This article reflects on abuse as a distortion of the exercise of authority and the way of living out obedience, a virtue that unites all Christians and identifies them with Christ, who was himself obedient to the Father even to death on the cross. A fortiori, identification with Christ in obedience is experienced by consecrated persons when, by virtue of the vow, they commit themselves to obey their legitimate superiors. Similarly, the same is experienced by deacons and diocesan priests when they promise obedience to their bishop at the time of ordination.
The importance of obedience was recognized in the life of the Church from its beginnings. Clement of Rome gives us an example of this when, in his Epistle to the Corinthians, he appeals for submission to the ecclesiastical hierarchy as a way of respecting Christ’s own mandate. Thus individuals, in the fulfillment of their duty and with respect for the dignity of others, contribute through obedience to the building up of the body of Christ.
Sometimes, especially in consecrated life, one may be called to live obedience in particularly difficult circumstances in which the temptation to discouragement and distrust may arise. In this regard, St. Benedict, the father of monasticism, called for a trusting dialogue between monk and abbot and urged obedience out of love for God, trusting in his help. St. Francis of Assisi insisted on a “charitable obedience,” in which the friar, sacrificing his own opinion, performs what is required because in this way he “pleases God and neighbor.”
The theological dimension of obedience should be carefully guarded and preserved, because it is a fundamental dimension in the life of Christian communities, guaranteeing their unity and missionary nature. Such a reality, so present in the history of the Church, especially in the various forms of religious life, even the most capitular, must be appreciated and defended. In today’s society, where subjectivity and the autonomy of the individual are rightly emphasized, obedience lived in an adult way is a sign of belonging to Christ and of a life given to the service of His Kingdom. Therefore, abuse of power, authority or conscience constitute wounds in the ecclesial fabric, that is, lacerations on the body of Christ that is the Church.

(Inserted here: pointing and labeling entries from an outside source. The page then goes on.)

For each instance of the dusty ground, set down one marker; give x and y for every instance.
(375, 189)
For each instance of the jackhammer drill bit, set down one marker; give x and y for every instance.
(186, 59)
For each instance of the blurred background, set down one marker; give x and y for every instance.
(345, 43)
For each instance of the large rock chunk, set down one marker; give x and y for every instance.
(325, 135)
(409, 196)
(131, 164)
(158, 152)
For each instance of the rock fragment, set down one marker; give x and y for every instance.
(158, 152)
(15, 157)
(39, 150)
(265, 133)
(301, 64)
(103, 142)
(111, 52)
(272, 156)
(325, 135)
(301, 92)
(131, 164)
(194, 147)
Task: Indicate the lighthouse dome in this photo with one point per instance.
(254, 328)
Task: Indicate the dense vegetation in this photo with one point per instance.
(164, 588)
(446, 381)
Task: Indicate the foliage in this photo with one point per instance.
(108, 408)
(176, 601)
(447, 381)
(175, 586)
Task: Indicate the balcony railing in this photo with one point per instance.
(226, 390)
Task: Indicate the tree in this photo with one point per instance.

Pope Francis is well aware of this issue. In an interview with a Portuguese TV channel, he said, “I want to be very clear about this: the abuse of men and women in the Church – abuse of authority, abuse of power and sexual abuse – is a monstrosity! And one thing is very clear: zero tolerance. Zero! A priest cannot continue to be a priest if he is an abuser. He cannot! Because he is sick or he is a criminal, I don’t know – but he is clearly sick. It’s human baseness, isn’t it?”